The important thing to remember is that while this used to be true, the newest CBA between the NBA and the Players' Association includes restrictions on both the length and size of a rookie's contract. This has led to all sorts of interesting side effects including less risk for teams that make poor picks (other than the competetive disadvantage that this might lead to). Another interesting side-effect is that college players now have some incentive to come out earlier than they should — in terms of their overall development as players — because your second contract is now much more important than your first. Thus, someone like Josh McRoberts who clearly could use some more time in college to develop his game can leave school early knowing that even if he isn't good as a rookie all he has to do is improve enough by the time his rookie contract is up to get a big deal in free agency.
4.12.2007 10:54am
OK Lawyer:
AS pointed out the comments from Bill Simmons which I was going to do. He has written quite a bit on the tanking issue. I would also recommend him. Simmons makes some interesting points that are seemingly backed by the numbers. Teams tank, but rarely does it help.
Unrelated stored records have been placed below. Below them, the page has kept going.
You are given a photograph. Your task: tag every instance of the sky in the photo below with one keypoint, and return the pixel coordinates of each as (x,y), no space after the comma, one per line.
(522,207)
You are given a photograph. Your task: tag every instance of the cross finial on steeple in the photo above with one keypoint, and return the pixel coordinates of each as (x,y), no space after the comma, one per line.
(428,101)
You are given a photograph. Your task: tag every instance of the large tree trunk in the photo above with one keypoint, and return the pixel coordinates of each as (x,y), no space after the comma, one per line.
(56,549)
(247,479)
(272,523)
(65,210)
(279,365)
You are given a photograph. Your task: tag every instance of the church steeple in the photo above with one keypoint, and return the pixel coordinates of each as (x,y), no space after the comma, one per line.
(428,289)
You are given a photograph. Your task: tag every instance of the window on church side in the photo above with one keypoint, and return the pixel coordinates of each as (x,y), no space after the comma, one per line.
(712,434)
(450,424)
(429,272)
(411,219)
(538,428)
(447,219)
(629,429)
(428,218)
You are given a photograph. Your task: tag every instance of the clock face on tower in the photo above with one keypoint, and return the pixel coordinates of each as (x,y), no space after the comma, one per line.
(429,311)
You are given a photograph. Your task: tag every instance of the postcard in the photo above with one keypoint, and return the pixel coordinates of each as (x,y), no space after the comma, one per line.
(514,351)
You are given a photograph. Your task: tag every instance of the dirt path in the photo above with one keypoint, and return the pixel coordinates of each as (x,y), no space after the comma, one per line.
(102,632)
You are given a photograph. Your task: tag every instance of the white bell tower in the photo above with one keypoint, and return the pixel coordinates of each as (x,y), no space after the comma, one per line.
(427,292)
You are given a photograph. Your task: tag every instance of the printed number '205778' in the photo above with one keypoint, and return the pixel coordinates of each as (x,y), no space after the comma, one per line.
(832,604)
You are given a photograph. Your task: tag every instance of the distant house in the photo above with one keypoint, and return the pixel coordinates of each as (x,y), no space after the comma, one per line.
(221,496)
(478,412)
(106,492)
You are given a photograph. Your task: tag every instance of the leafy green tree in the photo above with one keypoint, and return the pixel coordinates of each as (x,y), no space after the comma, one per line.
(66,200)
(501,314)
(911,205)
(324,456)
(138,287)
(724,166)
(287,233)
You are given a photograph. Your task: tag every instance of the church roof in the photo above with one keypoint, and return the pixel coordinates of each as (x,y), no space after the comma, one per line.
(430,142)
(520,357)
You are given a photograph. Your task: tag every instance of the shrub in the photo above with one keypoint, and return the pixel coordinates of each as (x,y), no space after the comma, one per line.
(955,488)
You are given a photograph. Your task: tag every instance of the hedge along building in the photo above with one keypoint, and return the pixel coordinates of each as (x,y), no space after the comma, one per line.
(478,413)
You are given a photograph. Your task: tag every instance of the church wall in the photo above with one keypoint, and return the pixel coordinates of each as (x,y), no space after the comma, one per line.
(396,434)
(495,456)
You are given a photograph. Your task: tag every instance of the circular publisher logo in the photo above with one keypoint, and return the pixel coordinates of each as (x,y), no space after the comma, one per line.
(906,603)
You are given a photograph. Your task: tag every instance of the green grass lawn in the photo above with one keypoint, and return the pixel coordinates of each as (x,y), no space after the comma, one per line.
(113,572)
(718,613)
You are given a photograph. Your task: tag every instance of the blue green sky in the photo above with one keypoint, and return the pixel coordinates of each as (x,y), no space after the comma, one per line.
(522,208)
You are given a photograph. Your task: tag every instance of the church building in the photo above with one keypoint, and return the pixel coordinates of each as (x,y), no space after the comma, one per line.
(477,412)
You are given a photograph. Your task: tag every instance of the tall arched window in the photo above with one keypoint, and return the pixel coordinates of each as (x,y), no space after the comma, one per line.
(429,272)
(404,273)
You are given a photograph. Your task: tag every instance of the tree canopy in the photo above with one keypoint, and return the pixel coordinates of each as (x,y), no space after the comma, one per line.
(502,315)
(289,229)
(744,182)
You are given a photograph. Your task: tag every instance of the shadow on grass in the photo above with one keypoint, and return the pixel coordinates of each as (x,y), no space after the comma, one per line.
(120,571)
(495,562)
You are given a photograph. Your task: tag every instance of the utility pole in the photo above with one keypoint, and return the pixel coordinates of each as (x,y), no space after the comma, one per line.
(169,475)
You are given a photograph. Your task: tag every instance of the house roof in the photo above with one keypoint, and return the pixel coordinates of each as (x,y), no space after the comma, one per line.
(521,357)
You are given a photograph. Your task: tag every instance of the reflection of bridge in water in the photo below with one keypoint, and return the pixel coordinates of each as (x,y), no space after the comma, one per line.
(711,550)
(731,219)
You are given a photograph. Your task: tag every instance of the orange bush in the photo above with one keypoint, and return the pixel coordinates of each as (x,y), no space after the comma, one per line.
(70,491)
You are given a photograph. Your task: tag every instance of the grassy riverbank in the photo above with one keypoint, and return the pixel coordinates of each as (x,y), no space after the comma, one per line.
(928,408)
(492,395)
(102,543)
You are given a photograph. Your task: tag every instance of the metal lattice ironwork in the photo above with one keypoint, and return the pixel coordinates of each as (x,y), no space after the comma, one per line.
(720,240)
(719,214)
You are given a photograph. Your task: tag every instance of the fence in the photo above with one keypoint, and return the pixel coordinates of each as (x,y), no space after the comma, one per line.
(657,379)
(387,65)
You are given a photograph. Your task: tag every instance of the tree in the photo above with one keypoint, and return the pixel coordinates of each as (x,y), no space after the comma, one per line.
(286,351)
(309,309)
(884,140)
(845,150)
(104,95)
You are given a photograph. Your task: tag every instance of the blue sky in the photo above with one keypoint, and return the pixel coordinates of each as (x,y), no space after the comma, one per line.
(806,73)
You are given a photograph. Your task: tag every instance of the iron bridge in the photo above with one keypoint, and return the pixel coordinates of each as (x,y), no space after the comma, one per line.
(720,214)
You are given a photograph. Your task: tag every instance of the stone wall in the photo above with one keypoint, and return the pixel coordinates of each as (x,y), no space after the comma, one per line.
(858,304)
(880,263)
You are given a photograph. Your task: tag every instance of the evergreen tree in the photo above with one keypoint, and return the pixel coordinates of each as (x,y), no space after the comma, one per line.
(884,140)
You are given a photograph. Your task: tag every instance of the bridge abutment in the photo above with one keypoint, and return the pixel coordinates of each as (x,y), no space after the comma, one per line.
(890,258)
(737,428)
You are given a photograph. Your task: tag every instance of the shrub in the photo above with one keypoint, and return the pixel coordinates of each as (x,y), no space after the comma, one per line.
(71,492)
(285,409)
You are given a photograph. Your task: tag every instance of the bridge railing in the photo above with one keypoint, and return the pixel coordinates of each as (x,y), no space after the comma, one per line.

Also, the impact of one superstar in the NBA is larger than NFL or MLB. The NBA is an individually marketed league. It does not market the Cleveland Cavaliers, it markets Lebron James.
4.12.2007 11:09am
John R. Mayne (mail):
Did no one notice the Rays sitting Carl Crawford the last two days of 2006, and Baldelli the last day? Maybe there was a good reason to sit them, but I never heard it.

4.12.2007 12:43pm
Let's not overlook the fact that most NBA players don't start really putting forth much effort in the first place until around this time of year, when the playoffs are around the corner. In other words, as a whole, the league is not exactly a paragon of diligent work effort.
4.12.2007 2:51pm
JosephSlater (mail):
I think the reasons given here and in the linked threads about why tanking is more of a problem in the NBA than in other sports are persuasive and pretty much cover it. My question is, does the NBA's solution -- a draft lottery system in which the team with the worst record has a better chance at a top 1 or 2 pick, but won't necessarily get such a pick -- work? If not, is there a better way?
4.12.2007 3:36pm
CheckEnclosed (mail):
In the NFL, though, next year's schedule will be harder if you finish 8 &8 and just miss the playoffs than it will be if you finish 5&11 -- so wouldn't a 5 &8 team have an incentive to lose its last three games even without taking draft choices into account?
4.12.2007 5:26pm
Duffy Pratt (mail):
In the NFL first, second, and sometimes even third and fourth rounders will go on to start, sometimes early in their career. The draft is much deeper. First rounders are often busts, and later round picks turn out to be gems. This year, for example, the Texans did great with their second round pick, Damico Ryan. Tom Brady was a later round choice, I think.

In the NBA, the best players are almost always from the top 10-12 picks. There are rare exceptions, but the highest draft choices, more often than not, turn out to be the most successful players (with some famous counterexamples). An all star second rounder is a rarity in the NBA. Even an all star who was late first round, not in the lottery, is uncommon.

Combine that with the extra longevity of NBA players, and you get a real impact. Add in a third layer, which is the ability to add a high impact player with a small drain on the salary cap, and the highest picks in the draft become extremely valuable. The financial incentives in the NFL, however, make later draft choices have a greater bang for the buck.